Bob Seger hit all the audience’s emotional sweet spots on Saturday at The Palace, taking them all the way back to the high school gym with “Rambling Gambling Man.” (Ken Settle / Special to the Detroit News)
Auburn Hills — Bob Seger and the Silver Bullet Band closed out a three night stand at the Palace of Auburn Hills on Saturday with a solid, musicianly show.
Seger hit all the audience's emotional sweet spots, taking them all the way back to the high school gym with "Rambling Gambling Man" (complete with the silvery "whoooos" of his estimable female backup trio).
The timbre of Seger's warm, effervescent voice is darker and huskier now, rendering "Katmandu" less of a shriek than a rumble. And while he's playing a 25-song set in most cities — a lot of singing for 66-year-old pipes — he keeps the songs short, with little vamping.
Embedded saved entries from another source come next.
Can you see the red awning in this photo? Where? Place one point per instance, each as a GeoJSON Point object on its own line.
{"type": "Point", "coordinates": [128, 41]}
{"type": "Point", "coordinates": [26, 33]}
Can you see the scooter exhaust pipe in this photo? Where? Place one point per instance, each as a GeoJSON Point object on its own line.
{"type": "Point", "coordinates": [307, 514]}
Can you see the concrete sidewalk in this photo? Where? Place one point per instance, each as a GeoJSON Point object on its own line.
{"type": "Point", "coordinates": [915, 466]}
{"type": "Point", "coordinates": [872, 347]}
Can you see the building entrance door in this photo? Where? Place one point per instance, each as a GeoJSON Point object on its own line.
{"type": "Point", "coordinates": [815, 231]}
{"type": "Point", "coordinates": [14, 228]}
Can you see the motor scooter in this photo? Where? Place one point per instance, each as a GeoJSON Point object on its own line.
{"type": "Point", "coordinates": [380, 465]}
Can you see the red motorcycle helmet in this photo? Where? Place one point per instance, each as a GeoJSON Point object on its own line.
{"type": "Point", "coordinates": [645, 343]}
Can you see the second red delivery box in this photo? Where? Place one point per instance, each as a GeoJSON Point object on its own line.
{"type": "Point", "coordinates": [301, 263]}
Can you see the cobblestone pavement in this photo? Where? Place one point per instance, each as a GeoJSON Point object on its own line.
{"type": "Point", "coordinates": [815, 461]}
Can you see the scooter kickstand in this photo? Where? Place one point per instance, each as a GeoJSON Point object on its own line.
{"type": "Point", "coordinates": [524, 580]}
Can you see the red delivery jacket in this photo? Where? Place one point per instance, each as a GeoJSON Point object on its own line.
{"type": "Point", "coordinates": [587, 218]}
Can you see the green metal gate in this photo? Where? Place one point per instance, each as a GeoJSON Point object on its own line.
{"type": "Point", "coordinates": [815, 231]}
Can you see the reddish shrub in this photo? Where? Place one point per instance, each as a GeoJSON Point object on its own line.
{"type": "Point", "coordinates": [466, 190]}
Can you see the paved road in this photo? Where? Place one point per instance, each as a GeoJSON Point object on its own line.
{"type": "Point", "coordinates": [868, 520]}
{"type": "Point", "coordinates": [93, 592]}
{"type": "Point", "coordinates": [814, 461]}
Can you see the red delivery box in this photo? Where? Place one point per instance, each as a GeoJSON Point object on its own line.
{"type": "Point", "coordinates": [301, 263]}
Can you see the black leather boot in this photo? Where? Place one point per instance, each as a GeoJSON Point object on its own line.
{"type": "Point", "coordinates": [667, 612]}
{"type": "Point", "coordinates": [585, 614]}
But the voice is there, deep and resonant, hitting everybody in the gut when he draws out the word "sweeet summertime summertime" in "Beautiful Loser."
Seger aims to please, not wanting to disappoint anybody by deleting their favorite song from the "must-play" 13 or so numbers, but it'd be great to see him ditch a few mid-career chestnuts for either an unexpected cover version or maybe a throwback tune.
One of the better numbers, Seger seemed almost reluctant to introduce: "Days When the Rain Would Come," a song recorded in 1984, and included on the "Early Seger" compilation of a few years ago. "This might just kill the show," Seger said sheepishly, explaining that he was playing the song as a request for friends. But it was one of the highlights of the set, all the better for being a bit unfamiliar.
He shouldn't worry about throwing the audience a curve ball or two.
The "special guests" some of us heard murmurings about turned out to be Seger's two children; Cole, who stepped up to play saxophone with the Motor City Horns, and Samantha, who slipped in between Laura Creamer, Barbara Payton and Shaun Murphy to sing backup vocals on the song "Trying to Live My Life Without You."
The Motor City Horns put the Stax sizzle in songs like "Come to Poppa," and gave "Katmandu" the brassy kick it needs.
As familiar as Alto Reed's part on "Main Street" is, it never fails to please and has to be one of the best sax solos to gin up a rock song.
But as much as Seger hates amphitheaters, it would have been nice to see this show at DTE, with better acoustics. Seger's voice was down too far in the mix and there was a harsh tinge to the sound of the instruments.
To cap this sold-out stand, midway through the set, when Seger and band took an intermission, a large purple banner hanging from the rafters was uncovered, honoring Seger's 38 sellout performances at the Palace and DTE Energy Theatre (formerly Pine Knob). Does that mean the last?